To take the mosque, however, Iraq’s armed forces face a fraught battle through the winding streets of Mosul’s old city that could take weeks. They have surrounded the old city on three sides, leaving a corridor to allow fighters to flee back into the pocket of Mosul still occupied by ISIS. When TIME visited the front-line near the Mosul train station on Saturday, ISIS had deployed snipers in an attempt to cut supply lines to sections of territory it recently lost to the government troops.
Ordered built in 1172 by the Turkic leader Nur al-Din Zangi [also transliterated Zinki], the mosque illustrates Mosul’s rich history. The ruler of both Mosul and Aleppo, Zangi waged wars on the Christian European crusaders who landed in the Middle East at the time. He also sought to establish the primacy of Sunni Islam over Shiism. Both legacies have made him a significant figure for modern-day jihadists, who frame their sectarian ideology in terms of long-ago battles against both crusaders and Shiites.
Today, the mosque’s distinctive leaning minaret is a symbol of Mosul, a landmark at the very heart of the city. The ancient brick minaret is known colloquially as as al-Habda or the hunchback, a moniker that has also been used to name political movements, news agencies, and other organizations in and around Mosul. UNESCO announced an initiative in 2012 to restore the minaret, but those plans had to be put on hold when ISIS seized the city in 2014.
When ISIS seized Mosul in June 2014, Baghdadi’s sermon in the grand mosque became an iconic moment of the jihadist group’s journey to unprecedented power. That summer, the organization carried out a lightning sweep across Iraq, overrunning a series of cities and routing the country’s national army. It was and is the largest territorial extent controlled by any jihadist movement, including vast sections of both Iraq and Syria. Weeks earlier, the organization declared a “caliphate” harkening back to the Islamic empires of old.
Now, its members appear ready to defend it to the bloody end. Iraqi troops on the front lines in the vicinity of Mosul’s old city believe the ISIS gunmen arrayed against them are some of the group’s most hardened fighters, who have little hope of escape. According to Iraqi soldiers and medics in the area, the ISIS forces include seasoned snipers.
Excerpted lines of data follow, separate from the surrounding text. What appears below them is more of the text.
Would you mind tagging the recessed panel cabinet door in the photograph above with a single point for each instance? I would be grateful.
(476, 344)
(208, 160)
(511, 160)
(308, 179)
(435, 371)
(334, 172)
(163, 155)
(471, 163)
As a result, the fighting around the old city is both grinding and brutal.
“Last night we had three came to us dead and all of them had, I mean, I hate saying the word but impressive head shots. They weren’t lucky,” says Jonathan Reith, 39, an American volunteer medic at an Iraqi Counter Terrorism Services field hospital in west Mosul on Saturday. “These were clean head shots. It’s like the person took the time, lined up the shot.”
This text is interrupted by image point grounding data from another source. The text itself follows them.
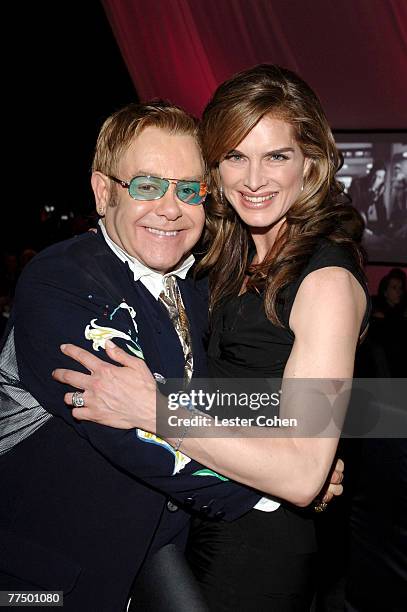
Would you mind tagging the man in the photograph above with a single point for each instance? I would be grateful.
(82, 503)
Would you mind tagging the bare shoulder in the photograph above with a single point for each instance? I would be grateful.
(331, 293)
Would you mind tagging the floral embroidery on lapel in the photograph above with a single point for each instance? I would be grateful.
(180, 460)
(100, 333)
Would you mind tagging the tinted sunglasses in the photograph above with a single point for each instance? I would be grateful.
(153, 188)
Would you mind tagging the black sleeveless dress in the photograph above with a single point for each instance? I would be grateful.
(263, 561)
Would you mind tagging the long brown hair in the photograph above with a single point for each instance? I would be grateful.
(320, 209)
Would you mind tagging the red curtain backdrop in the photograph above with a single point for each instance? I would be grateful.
(352, 52)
The dense, winding neighborhoods of the old city pose a special danger, not just to soldiers but to civilians who are often held as human shields by ISIS, and facing a relentless assault by Iraqi and U.S.-led coalition forces. “The main obstacle we’re facing is civilians. Every time we advance there are a lot of people inside. We can’t use our artillery. We can’t use mortars,” says Qadem the federal policeman. Another policeman in the building later chimes in, “The front line isn’t a front line.”
While the grand mosque is an icon of ISIS, some soldiers fighting in Mosul take a more practical view. For Wesam Kamel, another sergeant with the Federal Police, the mosque is an important symbol, but he sees more urgency to capture buildings with military utility. “The garage is more important,” he says, referring to another more prosaic building nearby.
The recapture of the great mosque will not signal the end of ISIS, and nor will it represent the liberation of Mosul. But it will strike a huge symbolic blow to the militant group as the long war to rid Iraq of them continues.